I ended up working in retail part time, all the time relying on overtime to make up my meagre wages while they refused to give me a full time contract. I learned long ago that when it comes to retail, those three little words "must be flexible" mean "must be available at our beck and call". After four years I had enough of it and so got a full time with one of their rivals. That though didn't last and I got the sack after less than two months. I then got a job in an insurance office as a Motor Vehicle Inspections Controller (telephoning policy holders whose cars had been involved in accidents t0 arrange an inspection and/or valuation), and that is when my luck began to change.

It was around this time that I first discovered spirituality, and the rest as they say is history. After I left the insurance office (they relocated to the west country), I went back into retail, as Manageress of a kitchen and bathroom showroom, until my Mum died at the end of 1999. It was then that I gave up work in order to initially study crystal therapy, and later to write my book.
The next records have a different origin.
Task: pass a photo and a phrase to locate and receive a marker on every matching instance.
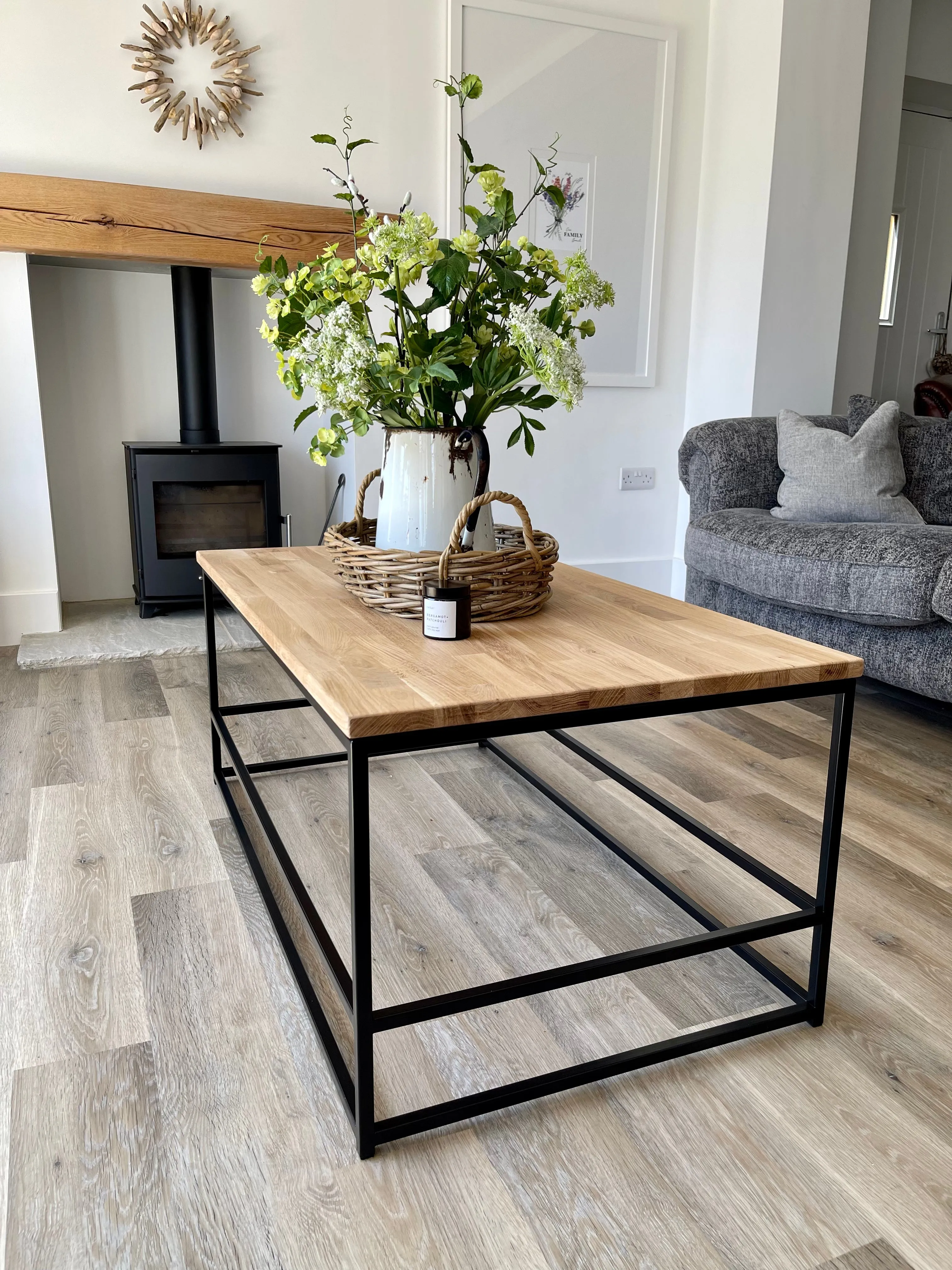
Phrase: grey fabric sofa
(883, 592)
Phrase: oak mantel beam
(103, 220)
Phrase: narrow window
(890, 276)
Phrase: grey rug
(112, 630)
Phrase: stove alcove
(200, 493)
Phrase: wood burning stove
(199, 493)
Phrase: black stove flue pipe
(195, 355)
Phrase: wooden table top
(597, 643)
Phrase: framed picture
(594, 97)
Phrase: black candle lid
(450, 591)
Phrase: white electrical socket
(637, 478)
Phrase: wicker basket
(513, 581)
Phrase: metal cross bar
(756, 868)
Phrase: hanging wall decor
(155, 63)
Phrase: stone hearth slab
(113, 632)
Seeing the son there on Friday again today, felt very strange and made the memories of those six years and what his father did come flooding back. I know it is not his or his wife's fault, but I felt really quite awkward and embarrassed to be reminded of who I was back then. You see, I did not like who was I then, and I do not want to be reminded of that. I realise of course that those experiences have shaped me into the person that I am, and I should in many ways be grateful for it, but still it feels awkward, especially since she wants to actually stock copies of my book in her shop.

The thing that made me feel the most awkward was when Mr C Senior and his wife, B came into the Sanctuary at one point. Of course they are both a lot older than when I knew them (early 70's) and the wife did not recognise me. Her husband definately did, as he stood by my table, about two feet away, staring at the name on my book cover and trying not to look at me. I can only surmise that he must still be carrying guilt from those times, and in a way so am I. I actually felt quite sorry for him, as he is now an old man, but at the same time, I was also aware of this great anger rising up inside up, and part of me that wanted to go and talk to him and tell him the consequences of what he did, and how it has affected my life. I chose not to though fkir two reasons; firstly I did not want to make a scene as his grandchildren were there, and secondly because I knew that if I did I would turning myself into a victim and a martyr and that is not a role that I want to be seen in, or experience.

The family though are back in my life for a reason, so I have a find a way of reconciling how I feel. I can see as well in way that the roles have reversed, as I am now, or soon will be, a business supplier rather than an employee. Of course though, it is the shop owner and daughter in law that I shall be dealing with rather than her husband or father in law, both of whom I worked for. Still, it seems strange how this all came about, and I can't help but wonder why they have come back into my life at this time and how best to deal with it?